How to automate everything
When I worked at Facebook, I worked on making cross-region failover for source control more effective and automated.
Before my work, when we were doing a cross-region failover, we brought the whole team in a room for the day. We also brought food and coffee and ran through the commands as a group to add extra-safety and make sure we didn't cause an incident. We ran together through a list of 20 different commands to run and expectations/check about what they would do. The whole process was slow and error-prone because of how complex the commands were and the number of context dependent substitution in those commands (like the name of the regions)
In one of the most defining moment of my career, one of my colleague ran a command in the wrong terminal window during a failover and it caused an incident. The incident review that followed was really tough for me and I was scared of participating in another failover. It was the nudge I needed to automate the processes. Here is how I proceeded:
- (1) Turn the runbook into a script printing text
- (2) Replace the steps with commands gradually
- (3) Add a lot of assertion
- (4) Add a dry-run mode
- (5) (Optional) Create a model of the system
- (6) Convincing others and going live
Step 1: Turn the runbook into a script printing text
This step is key to get started. Take all the steps in your runbook, commands or not, and turn them into a script. A minimal example looks like:
def step(txt):
print(txt)
print('Press enter when done')
input()
step('Create an empty file for the report')
step('Check disk space on your computer')
step('Add the date to the report file')
step('Log in to the primary server')
step('Check the disk space')
This shift the source of truth from a document
to code
. So when someone knows how to automate one of those steps, they can just replace the step
call with some code to perform the check.
Step 2: Replace the steps with commands gradually
At this point you have a script that contains all the steps of your manual procedure. You can start making the script more automated by replacing the calls to step
with actual code performing the steps. What's great is that you don't have to know how to automate everything to make an impact, even automating one step is making progress.
Step 3: Add a lot of assertion
Shifting from a manual workflow to an automated one causes angst. You may we worried that you are going to break the system, that it was much safer when you followed the runbook because it could "always be stopped" or was "not running too fast". Fear drives this way of thinking, and one of the way to tame your fear is to add assertions
about the system. Think about every step and what could be asserted before and after the test to make sure that it ran correctly, add those to your code.
Step 4: Add a dry-run mode, make it the default
The script you wrote may be performing a really major function. For example in the case I mentioned above, the script was failing over source control function. For example in the case I mentioned above, the script was failing over source control from one region to the next. It came with major impact on several systems and it would have been a blunder to run it unintentionally. Therefore I made the script "dry-run" by default. When running in dry-run mode, your script should not perform any writes
, it should not change the state of the underlying system.
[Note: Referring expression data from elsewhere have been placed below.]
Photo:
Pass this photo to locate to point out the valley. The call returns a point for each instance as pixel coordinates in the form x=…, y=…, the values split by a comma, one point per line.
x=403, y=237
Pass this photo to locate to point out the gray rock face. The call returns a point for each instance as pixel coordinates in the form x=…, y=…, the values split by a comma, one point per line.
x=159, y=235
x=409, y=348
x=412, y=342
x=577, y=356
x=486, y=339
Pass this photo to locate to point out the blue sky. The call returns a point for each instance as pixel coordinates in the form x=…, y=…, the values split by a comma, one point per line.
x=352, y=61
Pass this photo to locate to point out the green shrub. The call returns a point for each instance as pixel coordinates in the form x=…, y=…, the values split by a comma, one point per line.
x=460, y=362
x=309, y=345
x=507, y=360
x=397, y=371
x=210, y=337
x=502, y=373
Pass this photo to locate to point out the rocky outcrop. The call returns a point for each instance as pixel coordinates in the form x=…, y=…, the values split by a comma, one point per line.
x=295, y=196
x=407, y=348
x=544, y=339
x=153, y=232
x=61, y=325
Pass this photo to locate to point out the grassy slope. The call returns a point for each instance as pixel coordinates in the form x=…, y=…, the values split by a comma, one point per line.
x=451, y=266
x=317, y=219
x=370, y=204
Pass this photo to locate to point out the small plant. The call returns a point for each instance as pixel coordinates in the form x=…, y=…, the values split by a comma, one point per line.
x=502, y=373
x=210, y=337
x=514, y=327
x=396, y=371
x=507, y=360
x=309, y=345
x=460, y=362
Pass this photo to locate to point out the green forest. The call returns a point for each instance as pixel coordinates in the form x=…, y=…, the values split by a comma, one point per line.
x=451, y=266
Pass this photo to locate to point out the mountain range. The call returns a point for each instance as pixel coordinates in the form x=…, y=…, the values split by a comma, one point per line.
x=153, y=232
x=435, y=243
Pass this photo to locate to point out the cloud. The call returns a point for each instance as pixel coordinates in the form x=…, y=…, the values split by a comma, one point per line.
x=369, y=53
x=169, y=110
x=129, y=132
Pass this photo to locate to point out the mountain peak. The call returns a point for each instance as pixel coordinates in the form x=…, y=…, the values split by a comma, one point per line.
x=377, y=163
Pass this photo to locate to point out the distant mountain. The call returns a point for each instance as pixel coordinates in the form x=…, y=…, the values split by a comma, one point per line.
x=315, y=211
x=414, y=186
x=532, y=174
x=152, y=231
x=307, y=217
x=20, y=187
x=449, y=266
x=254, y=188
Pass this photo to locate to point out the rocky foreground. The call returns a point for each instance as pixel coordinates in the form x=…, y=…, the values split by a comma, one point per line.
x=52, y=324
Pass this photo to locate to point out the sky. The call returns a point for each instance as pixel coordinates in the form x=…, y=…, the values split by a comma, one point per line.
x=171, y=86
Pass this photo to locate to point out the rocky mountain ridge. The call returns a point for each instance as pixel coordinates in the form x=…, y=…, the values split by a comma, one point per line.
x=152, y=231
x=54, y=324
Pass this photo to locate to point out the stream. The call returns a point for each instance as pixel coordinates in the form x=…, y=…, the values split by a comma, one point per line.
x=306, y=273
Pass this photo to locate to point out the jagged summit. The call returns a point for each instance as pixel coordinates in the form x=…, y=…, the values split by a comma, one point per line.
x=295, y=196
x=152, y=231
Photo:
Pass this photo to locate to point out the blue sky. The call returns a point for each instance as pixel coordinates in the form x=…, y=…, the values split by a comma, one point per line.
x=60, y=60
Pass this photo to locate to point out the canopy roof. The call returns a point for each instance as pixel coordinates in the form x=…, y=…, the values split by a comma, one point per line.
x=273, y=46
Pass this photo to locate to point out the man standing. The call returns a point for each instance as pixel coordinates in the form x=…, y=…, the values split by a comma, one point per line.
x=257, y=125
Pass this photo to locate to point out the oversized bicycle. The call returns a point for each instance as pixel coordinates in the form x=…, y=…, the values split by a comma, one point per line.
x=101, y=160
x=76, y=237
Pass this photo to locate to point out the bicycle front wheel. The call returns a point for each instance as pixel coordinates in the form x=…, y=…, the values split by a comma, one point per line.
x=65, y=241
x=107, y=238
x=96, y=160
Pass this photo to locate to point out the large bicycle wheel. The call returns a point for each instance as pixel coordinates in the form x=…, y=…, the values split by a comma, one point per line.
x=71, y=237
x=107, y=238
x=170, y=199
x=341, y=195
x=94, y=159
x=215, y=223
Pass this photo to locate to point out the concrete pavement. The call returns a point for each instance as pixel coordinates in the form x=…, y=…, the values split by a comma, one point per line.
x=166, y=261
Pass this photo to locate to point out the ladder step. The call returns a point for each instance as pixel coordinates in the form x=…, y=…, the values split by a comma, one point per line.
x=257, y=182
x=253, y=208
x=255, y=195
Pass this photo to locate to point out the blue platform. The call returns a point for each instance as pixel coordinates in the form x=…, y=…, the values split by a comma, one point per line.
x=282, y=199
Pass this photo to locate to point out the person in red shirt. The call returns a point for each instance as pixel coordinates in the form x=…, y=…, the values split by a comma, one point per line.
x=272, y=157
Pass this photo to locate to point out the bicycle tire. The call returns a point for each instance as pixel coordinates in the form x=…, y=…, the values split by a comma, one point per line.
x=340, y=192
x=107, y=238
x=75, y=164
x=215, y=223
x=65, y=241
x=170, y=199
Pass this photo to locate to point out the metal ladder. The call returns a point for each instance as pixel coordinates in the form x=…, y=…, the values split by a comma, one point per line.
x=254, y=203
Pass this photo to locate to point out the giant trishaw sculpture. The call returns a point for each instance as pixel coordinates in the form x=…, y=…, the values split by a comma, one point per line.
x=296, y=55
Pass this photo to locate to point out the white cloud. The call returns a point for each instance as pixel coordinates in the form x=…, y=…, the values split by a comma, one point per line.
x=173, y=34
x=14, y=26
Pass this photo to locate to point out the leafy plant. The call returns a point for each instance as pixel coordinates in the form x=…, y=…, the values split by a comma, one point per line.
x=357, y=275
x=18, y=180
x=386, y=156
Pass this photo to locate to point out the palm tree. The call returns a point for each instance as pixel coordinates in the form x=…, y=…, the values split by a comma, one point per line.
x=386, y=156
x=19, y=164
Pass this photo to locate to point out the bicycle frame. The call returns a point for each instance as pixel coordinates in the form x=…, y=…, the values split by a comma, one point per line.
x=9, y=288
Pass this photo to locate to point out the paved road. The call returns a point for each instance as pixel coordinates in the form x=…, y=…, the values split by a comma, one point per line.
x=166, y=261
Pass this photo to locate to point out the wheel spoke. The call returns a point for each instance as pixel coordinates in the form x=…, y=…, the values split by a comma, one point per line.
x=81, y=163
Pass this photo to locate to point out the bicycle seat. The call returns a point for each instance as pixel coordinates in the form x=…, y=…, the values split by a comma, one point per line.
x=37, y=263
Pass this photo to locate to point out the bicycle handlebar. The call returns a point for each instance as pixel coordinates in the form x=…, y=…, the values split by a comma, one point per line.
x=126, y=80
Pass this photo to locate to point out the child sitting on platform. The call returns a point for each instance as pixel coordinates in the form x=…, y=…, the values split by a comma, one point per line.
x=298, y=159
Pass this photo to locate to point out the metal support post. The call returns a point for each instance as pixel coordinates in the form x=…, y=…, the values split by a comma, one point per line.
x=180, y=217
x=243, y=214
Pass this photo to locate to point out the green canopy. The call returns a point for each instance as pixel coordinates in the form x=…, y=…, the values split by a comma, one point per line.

This way if someone runs the script by mistake it will not perform the operation.
Building a dry-run mode requires you to think for each step, which one will be a write
and which one will be a read
. As a shortcut you can wrap the code that run commands to be aware of the dry-run mode:
from dataclasses import dataclass
import os
import subprocess
import fire
def step(txt):
print(txt)
print('Press enter when done')
input()
@dataclass(frozen=True)
class CommandRunner:
dry_run:bool=True
def __call__(self, command):
if self.dry_run:
print(f"Would run {command}")
else:
print(f"Running: {command}")
subprocess.check_output(command, shell=True)
class SourceControlFailover(object):
def failover(self, dry_run=True):
run = CommandRunner(dry_run)
print('Create an empty file for the report')
run('touch /tmp/report.csv')
if not dry_run:
assert os.path.exists("/tmp/report.csv")
step('Check disk space on your computer')
step('Add the date to the report file')
step('Log in to the primary server')
step('Check the disk space')
if __name__ == '__main__':
fire.Fire(SourceControlFailover)
You can run the script with:
python script.py failover
And when you are ready for the commands to run for real:
python script.py failover --dry-run=False
Here I used the Fire python library which makes it easy to build command line tools.
Step 5: (Optional) Create a model of the system
Let's say that you automated a few steps but you are still scared of running the script, you should start testing it against a test environment (also called QA, or pre-prod environment). Another strategy you can reach out to is building a model
of how the system under test behaves based on what you observed. For example you can create a model of a server and put in code the assumption you have about the system. This idea is very similar to the fake gmail service I used in my post Mail merge in 100 lines of clojure.
Step 6: Convincing others and going live
The hardest part of automating existing processes is convincing others that it will work and will be worth it. Running commands feels manually provide a false sense of safety, and giving control to automation feels extremely scary to some people. At Facebook, when I ran the script for cross region failover for the first time it felt scary, it felt like I could cause an incident and it felt like I could be making a terrible mistake.
Years later, dozens of such script written I have yet to encounter a case when it was not worth automating. I hope that the approach above can convince you to automate some of the tasks that you are performing at work, the scarier the better. Happy automating!